Occupy Wall Street: The Missing Demographic

Home Brooklyn Life Occupy Wall Street: The Missing Demographic

A month after Occupy Wall Street started, our reporter Hannah Olivennes looks at the involvement of the Black community in the protest.

An overwhelmingly white crowd in Zuccotti Park (Gloria Dawson / The Brooklyn Ink)

Two weeks after the Occupy Wall Street movement started, Malik Rashaan, a 39-year-old Black man from South Jamaica, Queens, made his first trip to Zuccotti Park.

“The first thing I noticed,” he says, “was that there weren’t any Black people.”

Even now, a month after the protest began– and even as the movement gains followers and attention nationwide – one group has been conspicuous in its absence: African Americans.

Why? Is this a result of more pressing matters – work, looking for a job, or, as some say, fear of a police response? Or, does their absence say something about the movement itself?

Rashaan is not alone in suggesting that people with jobs can’t afford to skip work to join in the protest. But then, of course, there are many Black people without jobs. The Bureau of Labor Statistics reports that the unemployment rate for Blacks has averaged 16 percent since January 2011, seven points above the national average.

In the view of Kenyon Farrow, a writer and activist, the protesters do not speak to the concerns of African-Americans. Rather, he writes in The American Prospect, they are “actually appealing to an imagined white (re)public.”
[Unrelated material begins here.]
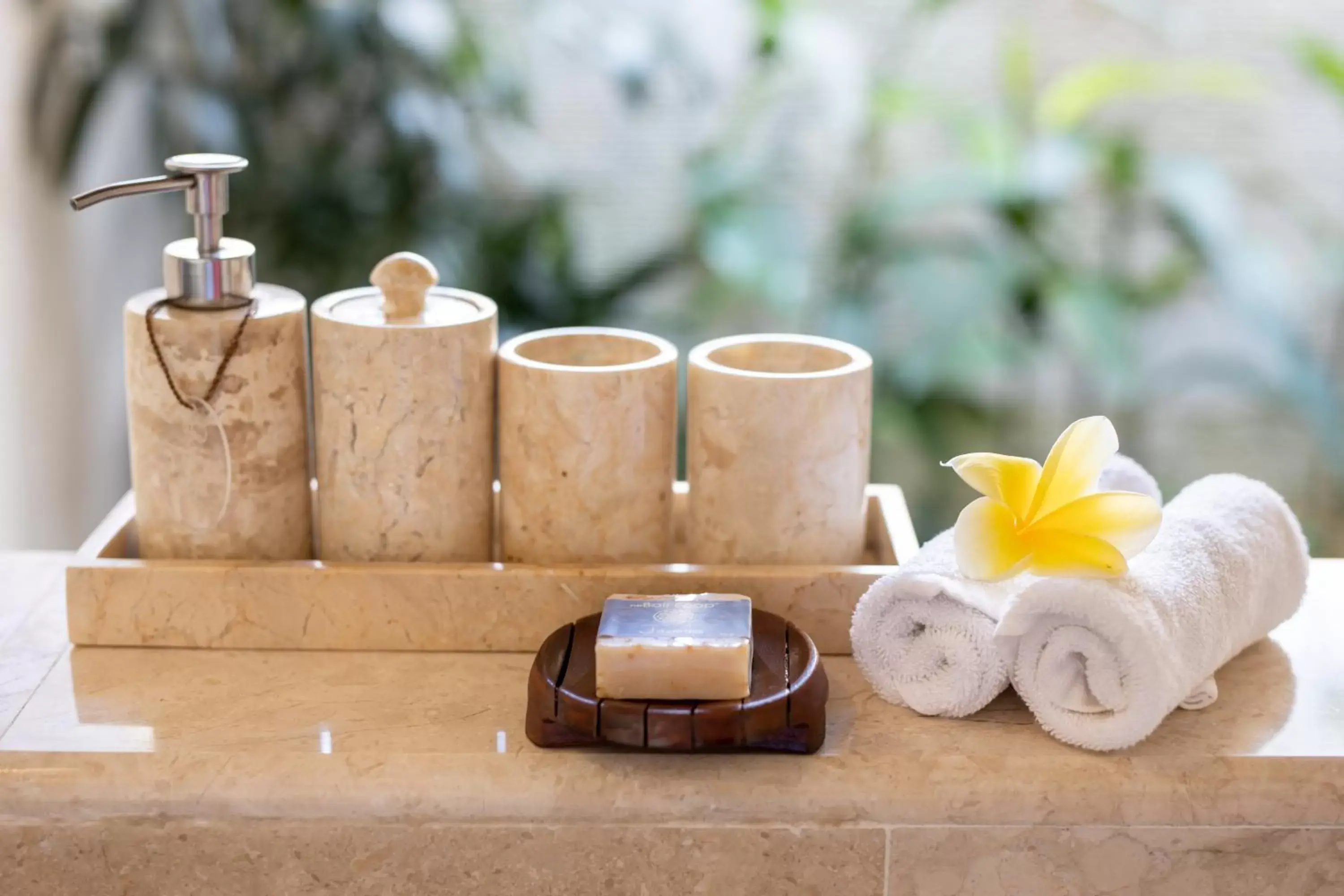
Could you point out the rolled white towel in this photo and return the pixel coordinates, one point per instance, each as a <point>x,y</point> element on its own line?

And some argue that the fear of police prevents African-Americans from participating. A rational fear if you look back at the past, says Reverend Dr. Gary Simpson of the Concord Baptist Church of Christ in Bedford-Stuyuvesant. “Looking at the data in history, we can say that some of the police have been harsher with Black people,” he says, “mostly because the only time that these young, anxious and white officers deal with Black people is when they arrest them.”

Still, some of those in Zuccotti Park have tried to find common cause with African-Americans. On Monday, October 24, protestors travelled north to Harlem to join in a rally against the targeting of Black and Hispanic men in stop-and-frisk searches.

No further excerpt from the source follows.